The University of Toledo College of Medicine and Life Sciences recently announced a program that will add 35 community health workers to the region to connect patients with resources to help them obtain the care they need.

UT, through its Area Health Education Center program, received $458,000 from the Medicaid Technical Assistance and Policy Program Healthcare Access Initiative to provide scholarship stipends to allow community members to receive the appropriate training to become a community health worker.

Vasquez

Vasquez

“Community health workers are entry-level health practitioners who serve as a liaison between individuals and health-care providers,” said grant administrator Kathy Vasquez, director of the UT and Ohio Statewide Area Health Education Center programs and UT associate vice president for government relations. “Community health workers go by many titles that include care coordinator, navigator or advocate. No matter what they are called, though, they are vital employees who connect individuals and families to health insurance, health information, food, housing and transportation, so that those things do not keep them from obtaining the care they need.”

The Area Health Education Center Partnership for Community Health Workers program is a collaboration among UT’s Area Health Education Center program, the Hospital Council of Northwest Ohio/Northwest Ohio Pathways HUB, Mercy College of Ohio, North Central State College and Care Coordination Systems.

The Healthcare Access Initiative is funded by the Medicaid Technical Assistance and Policy Program through the Ohio Department of Medicaid and administered by the Ohio Colleges of Medicine Government Resource Center. It supports the development, training and retention of health-care practitioners to serve Ohio’s Medicaid population using emerging health-care delivery models and evidenced-based practices.

Scholarship stipends, with commitment to serve Ohio’s Medicaid population, are available and will cover the full cost of the program being conducted by North Central State College. Partial coverage (up to $3,000) for those attending the program through Mercy College of Ohio in Toledo also is available.

Mercy College started a class Aug. 15. North Central State College will offer a class at the Mansfield campus in August and another class on UT Health Science Campus in early 2016.

The certification program will include classroom, laboratory and clinical components designed to prepare students for work in many health-care settings, including an ambulatory care center, a senior outreach program and a pregnancy center.

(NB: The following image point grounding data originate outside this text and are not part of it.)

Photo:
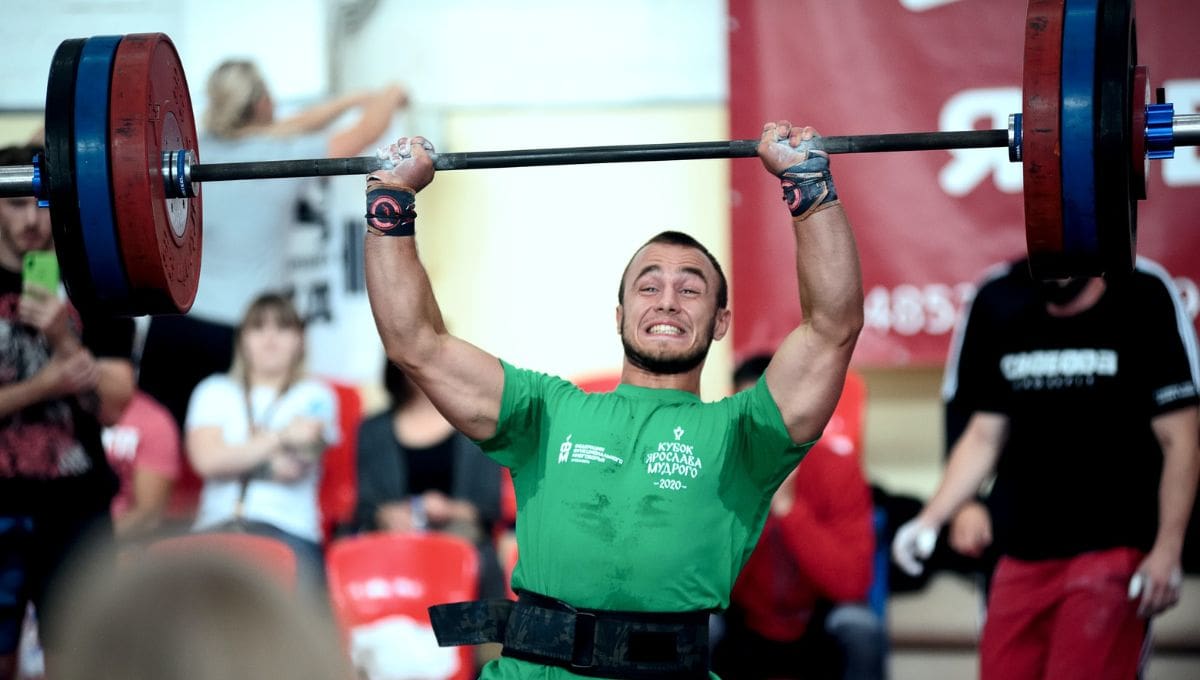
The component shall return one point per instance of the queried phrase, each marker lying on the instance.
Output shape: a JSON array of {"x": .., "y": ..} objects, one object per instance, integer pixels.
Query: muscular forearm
[
  {"x": 402, "y": 301},
  {"x": 972, "y": 459},
  {"x": 114, "y": 386},
  {"x": 375, "y": 116},
  {"x": 831, "y": 281},
  {"x": 22, "y": 395},
  {"x": 211, "y": 457},
  {"x": 1177, "y": 488}
]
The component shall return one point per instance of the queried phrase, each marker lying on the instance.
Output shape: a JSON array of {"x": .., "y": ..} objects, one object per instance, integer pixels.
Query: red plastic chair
[
  {"x": 376, "y": 576},
  {"x": 269, "y": 554},
  {"x": 339, "y": 487}
]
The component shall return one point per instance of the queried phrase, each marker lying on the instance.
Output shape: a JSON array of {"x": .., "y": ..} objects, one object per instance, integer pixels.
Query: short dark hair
[
  {"x": 681, "y": 239},
  {"x": 751, "y": 368},
  {"x": 18, "y": 155}
]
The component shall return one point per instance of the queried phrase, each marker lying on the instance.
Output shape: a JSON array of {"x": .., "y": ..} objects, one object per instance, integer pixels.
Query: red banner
[{"x": 928, "y": 223}]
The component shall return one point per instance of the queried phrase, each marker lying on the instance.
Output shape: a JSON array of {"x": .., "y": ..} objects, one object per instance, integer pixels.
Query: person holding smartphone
[{"x": 60, "y": 378}]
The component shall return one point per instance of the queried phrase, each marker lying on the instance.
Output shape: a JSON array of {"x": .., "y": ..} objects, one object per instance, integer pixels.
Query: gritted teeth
[{"x": 664, "y": 330}]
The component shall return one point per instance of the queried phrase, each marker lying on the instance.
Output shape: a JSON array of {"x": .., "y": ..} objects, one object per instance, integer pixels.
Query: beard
[{"x": 667, "y": 365}]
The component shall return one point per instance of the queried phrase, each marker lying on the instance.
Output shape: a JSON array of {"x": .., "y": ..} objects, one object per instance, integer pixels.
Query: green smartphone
[{"x": 41, "y": 268}]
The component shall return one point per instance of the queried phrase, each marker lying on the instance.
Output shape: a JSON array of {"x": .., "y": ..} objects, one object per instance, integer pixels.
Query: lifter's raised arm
[
  {"x": 463, "y": 381},
  {"x": 809, "y": 368}
]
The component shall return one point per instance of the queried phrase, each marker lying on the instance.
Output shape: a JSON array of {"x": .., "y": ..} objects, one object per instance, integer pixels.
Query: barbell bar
[{"x": 123, "y": 173}]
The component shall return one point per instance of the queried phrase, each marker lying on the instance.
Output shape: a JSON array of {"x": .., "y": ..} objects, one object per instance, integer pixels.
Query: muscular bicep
[
  {"x": 465, "y": 383},
  {"x": 805, "y": 378}
]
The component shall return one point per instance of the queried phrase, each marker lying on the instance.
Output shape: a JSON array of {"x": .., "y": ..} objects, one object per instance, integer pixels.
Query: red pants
[{"x": 1063, "y": 619}]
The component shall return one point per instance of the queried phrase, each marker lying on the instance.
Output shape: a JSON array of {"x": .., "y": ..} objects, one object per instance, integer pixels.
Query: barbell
[{"x": 121, "y": 168}]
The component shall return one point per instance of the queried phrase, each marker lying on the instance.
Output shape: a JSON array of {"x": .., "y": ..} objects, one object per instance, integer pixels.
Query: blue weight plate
[
  {"x": 1081, "y": 244},
  {"x": 100, "y": 241}
]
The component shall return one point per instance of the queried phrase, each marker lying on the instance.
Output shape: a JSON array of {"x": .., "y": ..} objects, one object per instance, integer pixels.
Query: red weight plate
[
  {"x": 1042, "y": 139},
  {"x": 150, "y": 112},
  {"x": 1139, "y": 101}
]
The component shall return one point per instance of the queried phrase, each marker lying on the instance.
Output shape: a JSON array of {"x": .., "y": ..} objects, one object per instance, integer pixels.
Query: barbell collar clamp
[
  {"x": 1014, "y": 138},
  {"x": 1161, "y": 131}
]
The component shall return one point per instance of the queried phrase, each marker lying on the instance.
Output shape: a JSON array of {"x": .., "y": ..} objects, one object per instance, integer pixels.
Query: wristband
[
  {"x": 391, "y": 210},
  {"x": 808, "y": 186}
]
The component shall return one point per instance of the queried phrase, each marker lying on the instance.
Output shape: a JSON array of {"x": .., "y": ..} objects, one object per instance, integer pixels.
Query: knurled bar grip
[{"x": 580, "y": 155}]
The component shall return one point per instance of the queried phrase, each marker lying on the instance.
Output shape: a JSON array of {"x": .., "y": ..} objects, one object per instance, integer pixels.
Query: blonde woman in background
[
  {"x": 256, "y": 437},
  {"x": 247, "y": 223}
]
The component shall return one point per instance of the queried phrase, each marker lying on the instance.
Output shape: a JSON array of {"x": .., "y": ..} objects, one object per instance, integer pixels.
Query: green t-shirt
[{"x": 640, "y": 499}]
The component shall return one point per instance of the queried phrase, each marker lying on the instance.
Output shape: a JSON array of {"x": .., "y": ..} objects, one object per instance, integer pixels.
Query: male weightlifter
[
  {"x": 623, "y": 558},
  {"x": 1081, "y": 396}
]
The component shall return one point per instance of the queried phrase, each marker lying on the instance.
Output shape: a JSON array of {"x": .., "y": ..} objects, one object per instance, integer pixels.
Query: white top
[
  {"x": 247, "y": 224},
  {"x": 291, "y": 506}
]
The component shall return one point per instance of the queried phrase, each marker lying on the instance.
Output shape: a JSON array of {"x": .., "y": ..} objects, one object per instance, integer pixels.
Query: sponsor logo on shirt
[
  {"x": 586, "y": 453},
  {"x": 1174, "y": 392},
  {"x": 1057, "y": 368}
]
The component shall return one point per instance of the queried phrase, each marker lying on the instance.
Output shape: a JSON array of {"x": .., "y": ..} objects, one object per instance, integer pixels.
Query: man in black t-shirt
[
  {"x": 58, "y": 374},
  {"x": 1083, "y": 401}
]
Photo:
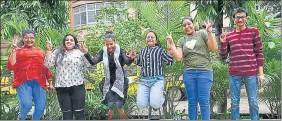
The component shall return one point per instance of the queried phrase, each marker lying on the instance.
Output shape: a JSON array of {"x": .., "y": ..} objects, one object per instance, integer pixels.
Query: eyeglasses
[
  {"x": 240, "y": 17},
  {"x": 28, "y": 38},
  {"x": 149, "y": 37}
]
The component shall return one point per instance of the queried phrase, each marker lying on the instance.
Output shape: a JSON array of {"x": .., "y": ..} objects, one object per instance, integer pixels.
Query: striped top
[
  {"x": 152, "y": 61},
  {"x": 245, "y": 51}
]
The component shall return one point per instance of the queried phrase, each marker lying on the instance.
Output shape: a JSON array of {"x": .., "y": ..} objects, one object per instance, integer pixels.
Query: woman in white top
[{"x": 69, "y": 62}]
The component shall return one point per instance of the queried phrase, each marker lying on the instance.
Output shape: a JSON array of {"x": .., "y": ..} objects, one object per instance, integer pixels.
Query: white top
[{"x": 70, "y": 72}]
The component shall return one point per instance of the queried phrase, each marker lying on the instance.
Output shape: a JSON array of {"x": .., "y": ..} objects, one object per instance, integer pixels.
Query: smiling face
[
  {"x": 188, "y": 27},
  {"x": 110, "y": 44},
  {"x": 240, "y": 19},
  {"x": 29, "y": 40},
  {"x": 151, "y": 39},
  {"x": 69, "y": 43}
]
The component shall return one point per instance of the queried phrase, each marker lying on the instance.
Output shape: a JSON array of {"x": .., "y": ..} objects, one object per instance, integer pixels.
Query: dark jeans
[
  {"x": 28, "y": 91},
  {"x": 72, "y": 101}
]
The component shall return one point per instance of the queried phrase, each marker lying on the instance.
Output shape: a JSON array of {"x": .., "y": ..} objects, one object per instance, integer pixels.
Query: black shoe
[
  {"x": 155, "y": 109},
  {"x": 165, "y": 102}
]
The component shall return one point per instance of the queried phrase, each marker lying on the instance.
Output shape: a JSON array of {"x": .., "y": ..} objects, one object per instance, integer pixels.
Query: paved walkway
[{"x": 244, "y": 107}]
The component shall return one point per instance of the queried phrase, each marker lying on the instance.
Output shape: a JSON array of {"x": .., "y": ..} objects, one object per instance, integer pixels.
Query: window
[{"x": 89, "y": 13}]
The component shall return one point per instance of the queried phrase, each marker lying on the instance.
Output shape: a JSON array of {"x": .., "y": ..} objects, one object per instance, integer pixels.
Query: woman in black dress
[{"x": 114, "y": 85}]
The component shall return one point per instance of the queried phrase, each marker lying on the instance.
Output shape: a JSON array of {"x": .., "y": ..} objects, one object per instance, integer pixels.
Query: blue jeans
[
  {"x": 150, "y": 87},
  {"x": 198, "y": 86},
  {"x": 251, "y": 83},
  {"x": 28, "y": 91}
]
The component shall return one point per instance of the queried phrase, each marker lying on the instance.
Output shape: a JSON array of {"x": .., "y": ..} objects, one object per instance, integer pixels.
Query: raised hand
[
  {"x": 83, "y": 48},
  {"x": 169, "y": 39},
  {"x": 49, "y": 44},
  {"x": 15, "y": 40},
  {"x": 223, "y": 36},
  {"x": 208, "y": 26}
]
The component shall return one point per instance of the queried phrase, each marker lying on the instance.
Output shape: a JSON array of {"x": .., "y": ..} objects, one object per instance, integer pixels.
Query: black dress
[{"x": 112, "y": 96}]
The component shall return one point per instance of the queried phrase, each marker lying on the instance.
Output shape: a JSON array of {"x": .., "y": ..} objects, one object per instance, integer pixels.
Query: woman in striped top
[{"x": 151, "y": 84}]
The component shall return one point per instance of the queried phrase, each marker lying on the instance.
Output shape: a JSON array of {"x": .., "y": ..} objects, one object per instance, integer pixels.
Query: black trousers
[{"x": 72, "y": 101}]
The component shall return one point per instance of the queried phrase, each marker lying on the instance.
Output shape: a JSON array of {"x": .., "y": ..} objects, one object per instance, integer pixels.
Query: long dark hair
[
  {"x": 62, "y": 46},
  {"x": 28, "y": 31},
  {"x": 158, "y": 42}
]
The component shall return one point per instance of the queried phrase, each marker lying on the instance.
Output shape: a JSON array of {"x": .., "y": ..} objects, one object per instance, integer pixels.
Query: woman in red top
[{"x": 30, "y": 75}]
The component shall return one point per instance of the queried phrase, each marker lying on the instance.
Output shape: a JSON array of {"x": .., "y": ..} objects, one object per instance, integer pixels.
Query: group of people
[{"x": 243, "y": 45}]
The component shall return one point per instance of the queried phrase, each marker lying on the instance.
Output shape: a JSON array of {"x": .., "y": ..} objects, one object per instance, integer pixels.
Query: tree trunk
[{"x": 219, "y": 25}]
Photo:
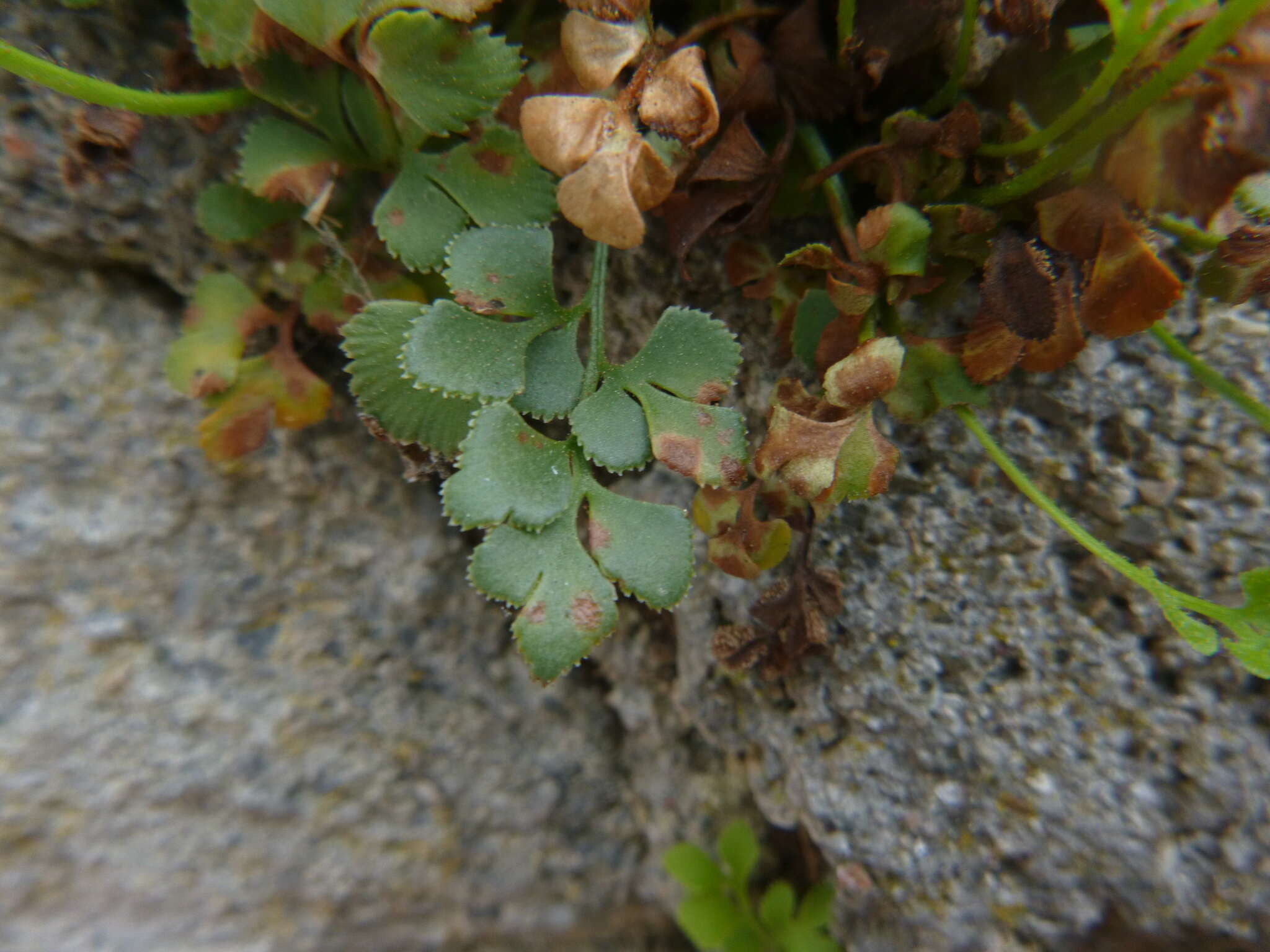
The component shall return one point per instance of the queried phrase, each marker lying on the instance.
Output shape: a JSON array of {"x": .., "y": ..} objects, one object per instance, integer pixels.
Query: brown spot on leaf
[
  {"x": 586, "y": 612},
  {"x": 597, "y": 536},
  {"x": 479, "y": 305},
  {"x": 710, "y": 392},
  {"x": 678, "y": 454},
  {"x": 493, "y": 163}
]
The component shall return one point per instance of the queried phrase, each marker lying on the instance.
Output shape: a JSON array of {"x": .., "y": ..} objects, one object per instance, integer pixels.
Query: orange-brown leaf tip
[
  {"x": 597, "y": 198},
  {"x": 678, "y": 100},
  {"x": 864, "y": 375},
  {"x": 563, "y": 133},
  {"x": 1129, "y": 288},
  {"x": 990, "y": 351},
  {"x": 596, "y": 50}
]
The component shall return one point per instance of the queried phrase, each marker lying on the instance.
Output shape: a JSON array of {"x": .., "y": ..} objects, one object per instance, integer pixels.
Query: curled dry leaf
[
  {"x": 1127, "y": 287},
  {"x": 1021, "y": 18},
  {"x": 678, "y": 100},
  {"x": 732, "y": 191},
  {"x": 790, "y": 622},
  {"x": 610, "y": 11},
  {"x": 807, "y": 77},
  {"x": 1026, "y": 312},
  {"x": 562, "y": 131},
  {"x": 744, "y": 75},
  {"x": 597, "y": 50},
  {"x": 803, "y": 439},
  {"x": 828, "y": 450},
  {"x": 741, "y": 544},
  {"x": 610, "y": 173},
  {"x": 1188, "y": 152}
]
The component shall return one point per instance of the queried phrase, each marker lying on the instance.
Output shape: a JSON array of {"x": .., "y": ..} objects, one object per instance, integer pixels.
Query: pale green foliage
[{"x": 718, "y": 912}]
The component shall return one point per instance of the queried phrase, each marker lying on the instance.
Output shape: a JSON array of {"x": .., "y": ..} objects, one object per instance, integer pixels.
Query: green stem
[
  {"x": 846, "y": 25},
  {"x": 964, "y": 45},
  {"x": 596, "y": 294},
  {"x": 835, "y": 192},
  {"x": 1122, "y": 55},
  {"x": 1048, "y": 506},
  {"x": 1210, "y": 379},
  {"x": 102, "y": 93},
  {"x": 1207, "y": 40},
  {"x": 1193, "y": 238},
  {"x": 1133, "y": 573}
]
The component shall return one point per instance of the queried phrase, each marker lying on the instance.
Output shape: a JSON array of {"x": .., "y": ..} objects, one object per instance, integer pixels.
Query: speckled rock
[
  {"x": 260, "y": 710},
  {"x": 1008, "y": 738},
  {"x": 79, "y": 201}
]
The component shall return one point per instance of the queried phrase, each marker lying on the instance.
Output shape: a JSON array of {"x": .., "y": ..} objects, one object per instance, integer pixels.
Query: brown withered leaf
[
  {"x": 735, "y": 157},
  {"x": 596, "y": 50},
  {"x": 678, "y": 102},
  {"x": 719, "y": 200},
  {"x": 803, "y": 439},
  {"x": 807, "y": 77},
  {"x": 741, "y": 544},
  {"x": 869, "y": 372},
  {"x": 827, "y": 450},
  {"x": 102, "y": 144},
  {"x": 564, "y": 131},
  {"x": 958, "y": 135},
  {"x": 745, "y": 79},
  {"x": 1127, "y": 287},
  {"x": 1021, "y": 18},
  {"x": 610, "y": 11},
  {"x": 611, "y": 174},
  {"x": 1186, "y": 154},
  {"x": 1026, "y": 312},
  {"x": 790, "y": 622}
]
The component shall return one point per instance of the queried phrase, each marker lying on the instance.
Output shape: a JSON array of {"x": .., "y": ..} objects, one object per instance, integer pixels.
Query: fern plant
[
  {"x": 398, "y": 198},
  {"x": 719, "y": 910}
]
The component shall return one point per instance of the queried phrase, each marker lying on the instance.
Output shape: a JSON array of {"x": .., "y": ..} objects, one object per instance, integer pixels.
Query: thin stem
[
  {"x": 846, "y": 27},
  {"x": 1122, "y": 55},
  {"x": 1157, "y": 589},
  {"x": 596, "y": 294},
  {"x": 964, "y": 45},
  {"x": 1214, "y": 33},
  {"x": 1048, "y": 506},
  {"x": 835, "y": 192},
  {"x": 102, "y": 93},
  {"x": 1210, "y": 379},
  {"x": 1193, "y": 238}
]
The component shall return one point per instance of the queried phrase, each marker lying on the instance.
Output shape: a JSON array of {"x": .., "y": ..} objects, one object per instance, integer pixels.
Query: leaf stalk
[
  {"x": 109, "y": 94},
  {"x": 1212, "y": 379},
  {"x": 596, "y": 362}
]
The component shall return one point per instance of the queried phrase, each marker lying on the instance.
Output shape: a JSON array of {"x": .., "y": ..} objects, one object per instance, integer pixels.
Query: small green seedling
[{"x": 719, "y": 912}]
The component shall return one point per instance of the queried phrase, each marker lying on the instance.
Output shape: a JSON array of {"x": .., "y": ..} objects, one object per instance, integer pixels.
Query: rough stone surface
[{"x": 259, "y": 711}]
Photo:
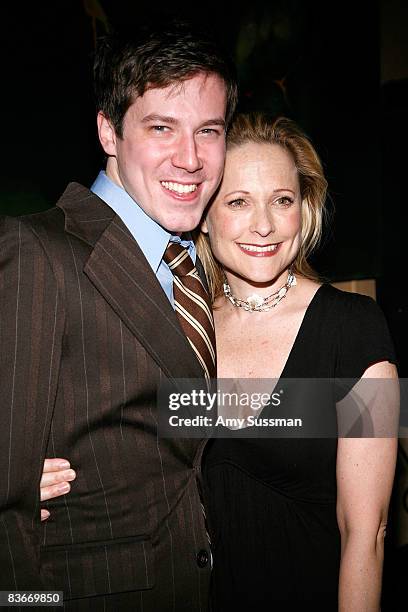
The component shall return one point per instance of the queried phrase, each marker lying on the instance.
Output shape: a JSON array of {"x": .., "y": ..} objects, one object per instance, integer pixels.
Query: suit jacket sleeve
[{"x": 31, "y": 331}]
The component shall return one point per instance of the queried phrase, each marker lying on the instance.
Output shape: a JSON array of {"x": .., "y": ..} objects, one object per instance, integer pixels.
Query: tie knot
[{"x": 178, "y": 259}]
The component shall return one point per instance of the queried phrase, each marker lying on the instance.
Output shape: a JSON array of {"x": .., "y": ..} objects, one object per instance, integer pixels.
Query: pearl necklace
[{"x": 255, "y": 302}]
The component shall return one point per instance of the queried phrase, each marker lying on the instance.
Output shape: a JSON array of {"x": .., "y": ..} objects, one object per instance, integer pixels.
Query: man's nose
[{"x": 186, "y": 154}]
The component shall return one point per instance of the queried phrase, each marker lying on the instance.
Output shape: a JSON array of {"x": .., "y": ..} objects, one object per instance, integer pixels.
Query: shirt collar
[{"x": 149, "y": 235}]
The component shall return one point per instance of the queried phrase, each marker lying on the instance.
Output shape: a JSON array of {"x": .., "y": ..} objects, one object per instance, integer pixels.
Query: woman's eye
[
  {"x": 236, "y": 203},
  {"x": 284, "y": 201}
]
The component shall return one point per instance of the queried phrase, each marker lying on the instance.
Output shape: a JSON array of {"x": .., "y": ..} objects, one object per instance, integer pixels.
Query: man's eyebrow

Course work in the program entails medical terminology, cultural diversity, basic life support, and first aid and community health specific topics such as advocacy, referral processes, documentation, and skills to complete home visits. Practical experiences in community health settings also are part of the program.

Graduates of the program will receive assistance finding a job upon successful completion of the program and certification by the Ohio Board of Nursing. Employers also could be eligible for funds to assist with the cost of creating new community health worker positions and employing workers to fill those positions.

The Northwest Ohio Pathways HUB partners with organizations that hire community health workers. The HUB is focused on finding people at risk for poor health and identifying and reducing barriers to care by addressing social issues and measuring the results.

“Through the Northwest Ohio Pathways HUB, nonprofit organizations that hire community health workers can secure sustainable sources of funding for their care coordination program focused on addressing the social determinants of health,” said Jan Ruma, director of the Northwest Ohio Pathways HUB and vice president of the Hospital Council of Northwest Ohio.

According to national employment data, community health jobs are supposed to increase 21.8 percent through 2020. Annual salaries vary greatly based on the type of employer but average approximately $37,000.

“Community health workers are expected to be in demand in our area in the coming months and years,” said Cheri Nutter, dean of innovative and transitional education at Mercy. “This certification program is helping Ohio create employees for the growing Medicaid population, and Mercy is glad to be partnering with The University of Toledo.”